A method according to any preceding claim, further comprising applying a heat treatment.
A method according to claim 5, further comprising subjecting the ball plug (27) to elevated temperatures during the heat treatment.
A method according to claim 5 or 6, further comprising localizing the heat treatment to a limited portion of the roller cone bit (11) including the weld (29) and the perimeter area (23).
A method according to claim 5, further comprising subjecting the entire roller cone bit (11) to the heat treatment.
A method according to any of claims 1 to 4, further comprising applying an ultrasonic vibration treatment to the barrier (29) and the perimeter area (23).
A method according to any preceding claim, wherein said step of removing material from the weld comprises forming a hole (39) in the weld (29) that extends in an axial direction of the ball way (21).

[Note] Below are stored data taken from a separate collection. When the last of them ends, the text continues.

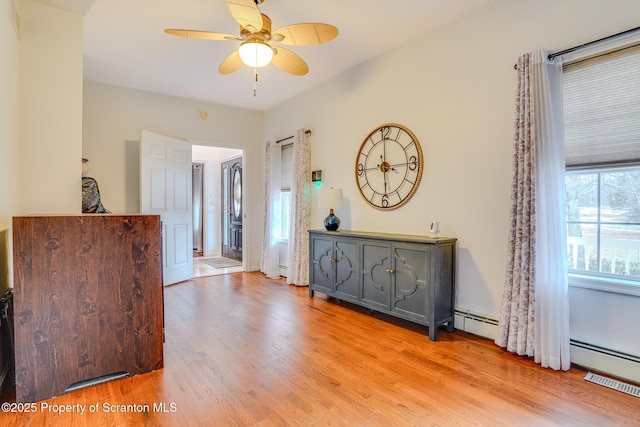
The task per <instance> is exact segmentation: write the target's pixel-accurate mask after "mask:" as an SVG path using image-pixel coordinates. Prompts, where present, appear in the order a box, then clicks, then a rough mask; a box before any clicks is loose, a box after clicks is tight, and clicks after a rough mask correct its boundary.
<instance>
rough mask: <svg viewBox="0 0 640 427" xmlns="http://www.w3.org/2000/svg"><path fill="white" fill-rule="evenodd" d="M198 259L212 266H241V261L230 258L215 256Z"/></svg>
mask: <svg viewBox="0 0 640 427" xmlns="http://www.w3.org/2000/svg"><path fill="white" fill-rule="evenodd" d="M198 261H200V262H203V263H205V264H207V265H209V266H211V267H213V268H229V267H241V266H242V262H240V261H236V260H235V259H231V258H224V257H216V258H202V259H199V260H198Z"/></svg>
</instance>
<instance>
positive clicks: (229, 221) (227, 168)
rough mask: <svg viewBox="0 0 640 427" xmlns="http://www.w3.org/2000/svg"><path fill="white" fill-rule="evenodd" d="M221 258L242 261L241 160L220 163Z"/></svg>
mask: <svg viewBox="0 0 640 427" xmlns="http://www.w3.org/2000/svg"><path fill="white" fill-rule="evenodd" d="M221 169H222V175H221V179H220V181H221V183H222V184H221V187H220V192H221V193H222V212H221V216H222V224H221V228H222V256H223V257H227V258H231V259H234V260H237V261H242V158H241V157H240V158H237V159H233V160H230V161H227V162H224V163H222V166H221Z"/></svg>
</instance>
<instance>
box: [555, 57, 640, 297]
mask: <svg viewBox="0 0 640 427" xmlns="http://www.w3.org/2000/svg"><path fill="white" fill-rule="evenodd" d="M639 64H640V45H635V46H634V45H632V46H625V47H623V48H618V49H616V50H611V51H607V52H601V53H598V54H596V55H591V56H589V57H586V58H582V59H579V60H577V61H573V62H569V63H566V64H565V65H564V69H563V103H564V107H563V108H564V110H563V113H564V123H565V156H566V162H567V172H566V175H565V182H566V192H567V254H568V266H569V273H571V274H572V275H573V276H575V275H580V276H581V277H582V278H584V277H585V276H588V277H591V278H592V279H595V280H600V281H609V282H611V283H618V284H619V283H624V286H627V285H632V286H638V285H640V66H639ZM578 282H579V280H572V279H571V278H570V283H571V284H576V283H578Z"/></svg>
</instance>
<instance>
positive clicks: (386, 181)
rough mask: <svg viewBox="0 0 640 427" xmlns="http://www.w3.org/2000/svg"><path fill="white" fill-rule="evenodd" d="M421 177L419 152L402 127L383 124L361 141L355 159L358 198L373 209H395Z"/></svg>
mask: <svg viewBox="0 0 640 427" xmlns="http://www.w3.org/2000/svg"><path fill="white" fill-rule="evenodd" d="M421 177H422V148H421V147H420V142H418V138H416V136H415V135H414V134H413V132H411V131H410V130H409V129H407V128H406V127H404V126H402V125H399V124H396V123H387V124H384V125H382V126H378V127H377V128H376V129H374V130H373V131H371V133H370V134H369V135H367V137H366V138H365V139H364V141H363V142H362V145H361V146H360V150H359V151H358V157H357V158H356V181H357V184H358V189H359V190H360V194H362V197H363V198H364V199H365V200H366V201H367V203H369V204H370V205H371V206H373V207H374V208H377V209H395V208H398V207H400V206H402V205H403V204H405V203H406V202H407V201H408V200H409V199H410V198H411V196H413V193H415V191H416V189H417V188H418V184H419V183H420V178H421Z"/></svg>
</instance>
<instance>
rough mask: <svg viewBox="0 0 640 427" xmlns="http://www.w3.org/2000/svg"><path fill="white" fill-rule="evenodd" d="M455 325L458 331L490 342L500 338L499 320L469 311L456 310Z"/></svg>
mask: <svg viewBox="0 0 640 427" xmlns="http://www.w3.org/2000/svg"><path fill="white" fill-rule="evenodd" d="M453 325H454V327H455V328H456V329H460V330H461V331H465V332H469V333H470V334H474V335H478V336H481V337H483V338H487V339H490V340H495V339H496V337H497V336H498V319H494V318H492V317H489V316H486V315H484V314H478V313H472V312H470V311H469V310H464V309H456V311H455V315H454V322H453Z"/></svg>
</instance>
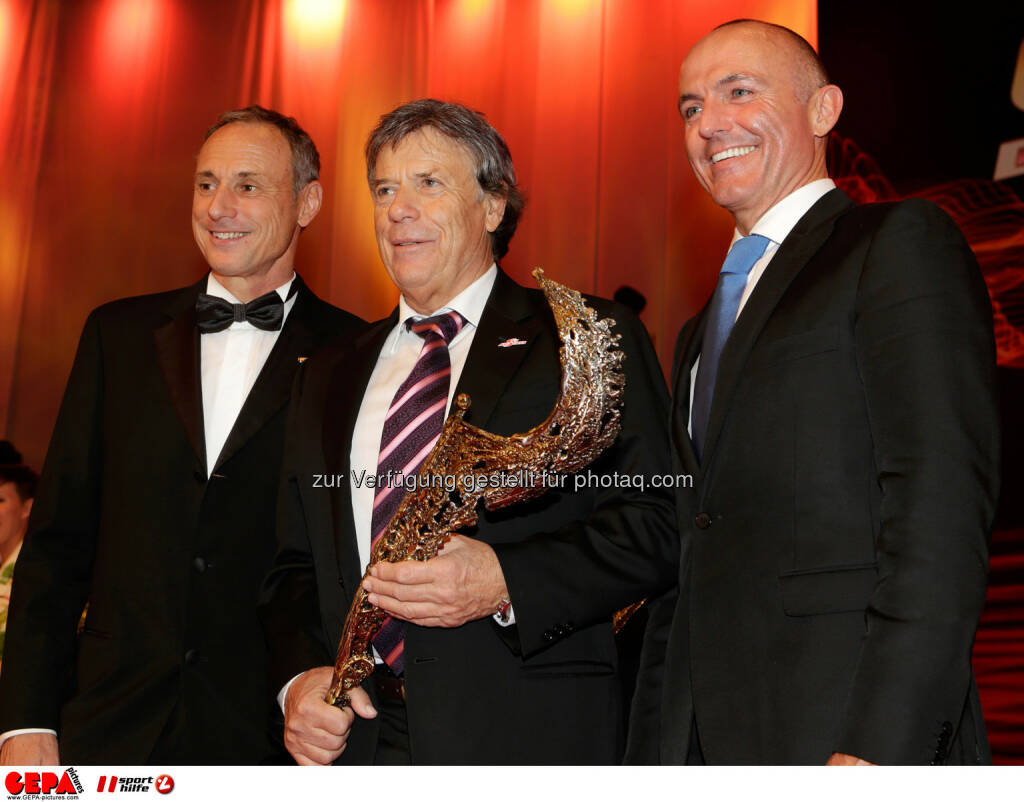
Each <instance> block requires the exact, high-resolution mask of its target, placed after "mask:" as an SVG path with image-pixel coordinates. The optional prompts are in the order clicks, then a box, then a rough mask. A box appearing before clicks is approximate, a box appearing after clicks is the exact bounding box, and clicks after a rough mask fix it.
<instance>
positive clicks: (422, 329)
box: [370, 311, 466, 676]
mask: <svg viewBox="0 0 1024 802" xmlns="http://www.w3.org/2000/svg"><path fill="white" fill-rule="evenodd" d="M465 325H466V320H465V319H464V318H463V316H462V315H461V314H459V312H457V311H451V312H445V313H444V314H436V315H434V316H433V318H426V319H424V320H421V321H416V322H414V320H413V319H412V318H410V319H409V320H408V321H406V328H407V329H409V330H410V331H412V332H415V333H416V334H418V335H420V337H422V338H423V347H422V348H421V349H420V356H419V358H417V361H416V365H415V366H413V371H412V373H410V374H409V377H408V378H407V379H406V381H403V382H402V383H401V386H399V387H398V390H397V392H395V394H394V400H392V402H391V406H390V407H389V408H388V411H387V417H386V418H385V419H384V431H383V433H382V434H381V450H380V454H379V455H378V457H377V475H378V477H379V478H378V483H377V488H378V490H377V495H376V496H375V497H374V512H373V516H372V518H371V524H370V532H371V535H372V540H371V543H372V544H376V543H377V540H378V539H379V538H380V536H381V535H383V534H384V532H385V530H387V526H388V523H390V522H391V518H392V516H393V515H394V513H395V511H396V510H397V509H398V505H399V504H401V500H402V499H403V498H404V496H406V492H407V491H406V486H404V481H406V480H407V479H408V480H409V481H412V478H411V477H413V476H415V475H416V472H417V471H418V470H419V469H420V466H421V465H422V464H423V461H424V460H425V459H426V458H427V455H428V454H429V453H430V450H431V449H432V448H433V447H434V444H435V442H436V441H437V437H438V436H439V435H440V433H441V426H442V425H443V424H444V411H445V409H446V407H447V395H449V386H450V383H451V378H452V360H451V358H450V356H449V348H447V346H449V343H450V342H452V340H453V339H455V337H456V335H457V334H459V332H460V331H462V327H463V326H465ZM404 645H406V624H404V622H402V621H399V620H397V619H392V618H391V617H390V616H389V617H388V618H387V619H385V620H384V624H383V625H382V626H381V628H380V630H379V631H378V632H377V634H376V635H375V636H374V646H375V647H376V649H377V653H378V655H380V656H381V658H383V660H384V662H385V663H387V664H388V666H390V668H391V671H393V672H394V673H395V674H396V675H398V676H400V675H401V674H402V671H403V668H404V661H403V651H404Z"/></svg>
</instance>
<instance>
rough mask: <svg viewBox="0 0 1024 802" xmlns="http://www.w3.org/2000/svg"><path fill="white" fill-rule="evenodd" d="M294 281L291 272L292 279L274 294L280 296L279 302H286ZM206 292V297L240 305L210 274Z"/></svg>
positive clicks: (281, 285)
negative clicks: (215, 298)
mask: <svg viewBox="0 0 1024 802" xmlns="http://www.w3.org/2000/svg"><path fill="white" fill-rule="evenodd" d="M294 281H295V270H292V278H291V279H289V280H288V281H287V282H285V283H284V284H283V285H281V287H278V288H276V290H275V292H276V293H278V295H280V296H281V300H283V301H287V300H288V291H289V290H290V289H291V288H292V282H294ZM206 292H207V295H212V296H213V297H215V298H223V299H224V300H225V301H227V302H228V303H242V301H240V300H239V299H238V298H236V297H234V296H233V295H232V294H231V292H230V291H229V290H228V289H227V288H226V287H224V285H222V284H221V283H220V282H218V281H217V277H216V276H214V275H213V272H211V273H210V276H209V277H208V278H207V281H206Z"/></svg>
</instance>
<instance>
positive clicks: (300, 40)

A method according to any preceding claim, wherein residual stress in the weld (29) and the perimeter area (23) is reduced to increase a service load capacity and a service life of the roller cone bit.
A roller cone bit, comprising:
a bit body (13) having heads (15) with cones (17), each head and cone including a ball race (19) at an intersection between the head (15) and cone (17), a ball way (21) extending from the ball race (19) to an outer diameter of the head (15), the respective ball races of the head and cone being aligned to define a toroidal space, balls (25) located in the ball race (19) for mechanically retaining the cone (15) on the head (17), a ball plug (27) located in the ball way (21) to retain the balls (25) in the ball race (19), and a weld (29) formed adjacent the outer diameter of the head (15) to secure the ball plug (27) in the ball way (21);

characterised in that:

said weld comprises a void (39).
A roller cone bit according to claim 12, wherein the void (39) in the weld (29) is a hole that extends in an axial direction of the ball way.
A roller cone bit according to claim 12 or 13, further comprising an inner weld (31) formed from a first material adjacent the ball plug (27), the weld (29) is formed on the inner weld (31) from a second material that has a higher strength than the first material.
A roller cone bit according to claim 14, wherein the first material is selected from the group consisting of: nickel; nickel alloy; stainless steel; and inconel, and the second material is steel.